We took a break at a crumbling archery ground in the village of Lango. Bhutan's national sport is practised with fervour throughout the country. Thinley Penjor, a doctor, had travelled over 600km from Mongar in the east to be there.
Dressed in the traditional gho, a knee-length robe tied with a belt, and long socks, he was enjoying a men-only occasion that at times resembled a sedate game of bowls on the village green, and at other points erupted into loud ritual singing and dancing. The modern, carbon-fibre bows looked lethal.
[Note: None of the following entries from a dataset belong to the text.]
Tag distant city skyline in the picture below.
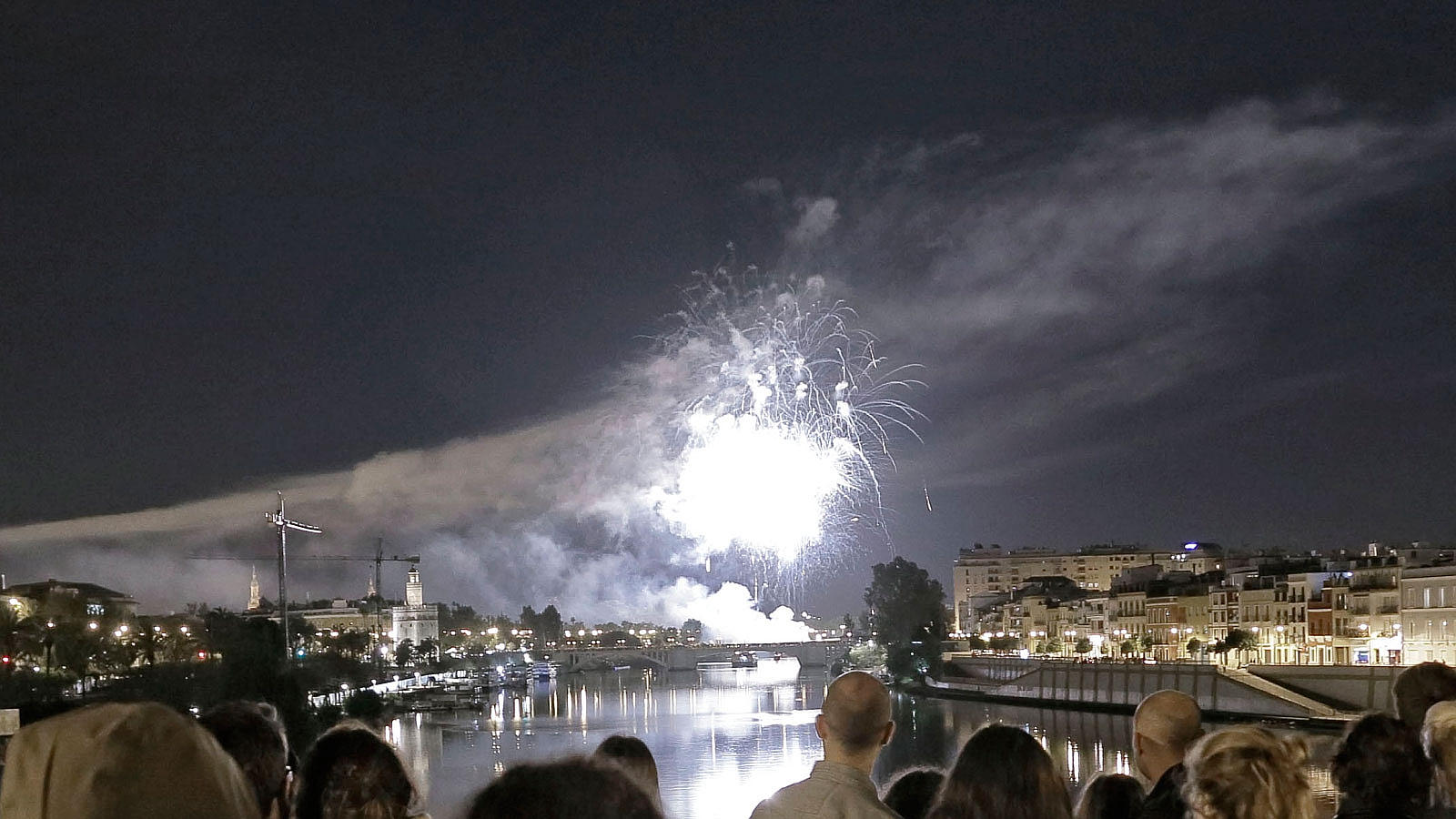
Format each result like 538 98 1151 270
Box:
0 3 1456 620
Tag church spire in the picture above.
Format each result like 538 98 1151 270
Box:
248 565 264 612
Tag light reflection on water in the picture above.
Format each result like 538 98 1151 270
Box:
389 660 1334 819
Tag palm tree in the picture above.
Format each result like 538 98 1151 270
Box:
162 630 197 663
395 640 415 667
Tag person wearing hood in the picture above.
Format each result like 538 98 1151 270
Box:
0 703 258 819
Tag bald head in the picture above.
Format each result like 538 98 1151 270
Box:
820 672 891 752
1133 689 1203 758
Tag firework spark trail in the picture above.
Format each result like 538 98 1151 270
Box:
653 260 920 592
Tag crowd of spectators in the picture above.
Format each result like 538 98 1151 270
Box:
8 663 1456 819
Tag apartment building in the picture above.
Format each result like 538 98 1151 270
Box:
951 543 1223 631
1400 565 1456 664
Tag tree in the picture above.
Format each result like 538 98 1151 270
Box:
864 555 945 678
849 642 885 669
864 557 945 644
531 603 561 642
1223 628 1259 656
395 640 415 667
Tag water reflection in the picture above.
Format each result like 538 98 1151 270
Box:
389 660 1332 819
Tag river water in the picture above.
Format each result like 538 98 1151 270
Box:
389 660 1334 819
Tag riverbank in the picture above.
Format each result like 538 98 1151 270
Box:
915 652 1357 730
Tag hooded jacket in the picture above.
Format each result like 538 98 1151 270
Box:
0 693 258 819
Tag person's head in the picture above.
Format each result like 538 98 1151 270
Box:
595 734 662 806
1421 700 1456 807
929 726 1072 819
294 723 420 819
1076 774 1143 819
814 672 895 771
466 756 662 819
881 768 945 819
198 701 289 819
1133 689 1203 783
1330 714 1431 816
1182 726 1315 819
0 703 258 819
1390 663 1456 730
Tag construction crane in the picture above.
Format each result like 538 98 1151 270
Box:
267 492 323 663
187 533 420 662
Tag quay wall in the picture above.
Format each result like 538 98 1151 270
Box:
551 640 844 672
1248 666 1407 711
930 652 1341 719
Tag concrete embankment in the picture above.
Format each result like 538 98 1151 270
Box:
927 654 1351 722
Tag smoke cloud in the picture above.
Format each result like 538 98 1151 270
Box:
0 94 1456 618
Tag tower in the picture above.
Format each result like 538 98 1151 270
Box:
390 565 440 645
405 565 425 606
248 565 264 612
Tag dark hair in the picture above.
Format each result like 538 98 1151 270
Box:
594 734 662 806
1390 663 1456 730
884 768 945 819
466 756 662 819
198 700 288 816
1076 774 1143 819
294 723 420 819
927 726 1072 819
1330 714 1431 814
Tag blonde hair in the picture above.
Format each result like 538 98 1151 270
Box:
1421 700 1456 806
1184 726 1315 819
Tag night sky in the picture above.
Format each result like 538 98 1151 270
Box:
0 3 1456 616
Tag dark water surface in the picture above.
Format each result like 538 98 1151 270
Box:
389 660 1334 819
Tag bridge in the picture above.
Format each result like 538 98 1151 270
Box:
551 640 844 672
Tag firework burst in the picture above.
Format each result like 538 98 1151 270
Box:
657 258 920 569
The target, 145m away, looked tiny.
The changeover at the end of each round was a tiny bit too casual for my liking, participants strolling round the ground while arrows whistled overhead.
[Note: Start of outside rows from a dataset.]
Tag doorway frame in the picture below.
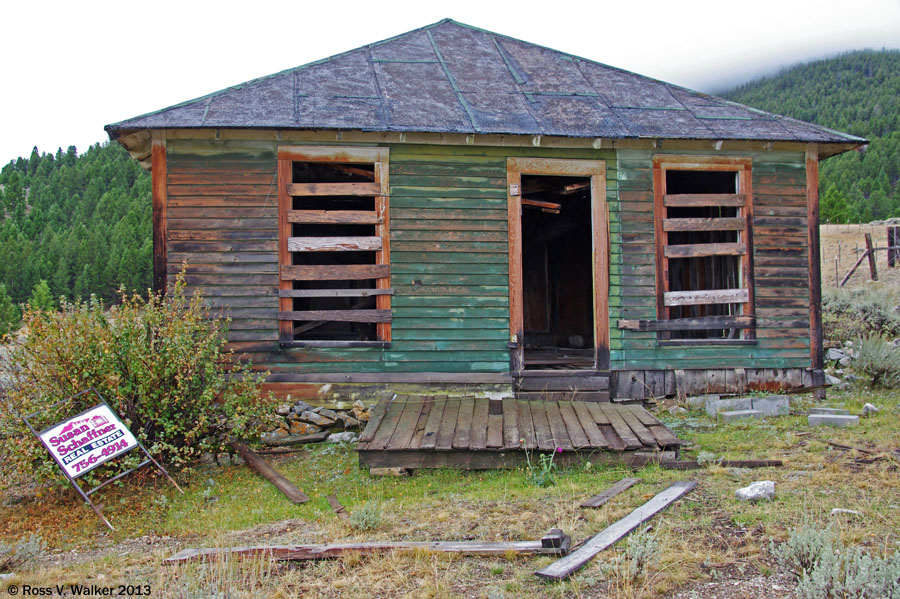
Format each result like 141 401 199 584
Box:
506 158 609 376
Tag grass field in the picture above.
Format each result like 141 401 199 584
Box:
0 391 900 599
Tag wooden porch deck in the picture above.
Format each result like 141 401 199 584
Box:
357 395 681 469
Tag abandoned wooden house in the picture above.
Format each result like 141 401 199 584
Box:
106 20 865 408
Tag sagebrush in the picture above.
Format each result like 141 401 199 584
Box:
0 276 268 488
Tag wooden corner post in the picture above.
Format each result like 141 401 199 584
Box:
806 144 825 397
150 130 168 294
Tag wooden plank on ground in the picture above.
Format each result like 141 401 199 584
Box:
503 397 521 449
544 401 574 449
557 401 590 449
229 441 309 503
384 395 425 449
419 397 447 449
434 398 459 451
516 400 537 450
598 404 643 449
528 401 556 451
357 394 397 449
453 397 475 449
617 406 657 449
535 481 697 580
408 395 434 449
469 397 491 449
487 414 503 449
366 395 406 450
572 401 609 447
581 478 641 507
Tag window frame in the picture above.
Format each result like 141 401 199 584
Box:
653 155 756 345
278 146 393 347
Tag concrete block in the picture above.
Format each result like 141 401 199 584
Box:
719 410 763 422
807 414 859 427
753 395 791 416
807 408 850 416
706 397 753 418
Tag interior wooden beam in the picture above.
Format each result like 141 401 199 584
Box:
288 237 381 252
287 210 381 225
663 217 747 231
664 289 750 306
278 310 391 322
663 243 747 258
663 193 746 208
287 182 381 196
281 264 391 281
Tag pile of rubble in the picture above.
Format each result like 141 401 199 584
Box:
262 400 369 445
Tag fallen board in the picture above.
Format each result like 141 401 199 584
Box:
166 529 571 562
535 481 697 580
581 478 641 507
229 441 309 503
Later, back at Uma Paro, I attempted to shoot with a traditional Bhutanese bamboo bow, on an Olympic-length 70m range. Yarab was bracingly unimpressed, then landed a shot of his own on target with ease.
The next day comprised the mountain stage of my Tour de Bhutan: a two-hour, 18km-long climb upwards on the National Highway from Thimphu (2300m) to Dochu La (3140m).
I was aware of beauty passing me by in the form of deeply gouged valleys of blue pine and oak, and thickets of rhododendron. My focus, however, was on the road - rutted, pockmarked and occasionally thrumming to the noise of diesel-fuelled trucks - and making it intact to the summit.
Thankfully, Dochu La, marked by a hectic jumble of prayer flags and massed ranks of stupas, is the sort of viewpoint that repays effort. Indeed, the white-clad, grown-up Himalayas that loom far to the north are so dramatic that you have to resist the urge to break into applause.
In the next 24 hours there would be many further rewards: the 40km downhill rush towards Punakha, a squiggly line of hairpin bends; exploring the lush valley and tiny villages beyond; a visit to the grand courtyards of Punakha Dzong, the temple at the confluence of two great rivers where the king celebrated his marriage just two months ago.
In the Upper Valley, families threshed crops at the side of the road, dogs yapped, prayer wheels tinkled, and very old men carried improbable loads on their shoulders. Above, the stately Khamsum Yulley Namgyal Chorten glittered, offering divine protection to the country.
Back on that journey to the top of Tiger's Nest, Yarab had told me one more thing.
"The journey is the happiness," he said. "Not the destination."
From a spiritual point of view, he may well be right. For anyone visiting Bhutan, though, the reverse is more likely to be true.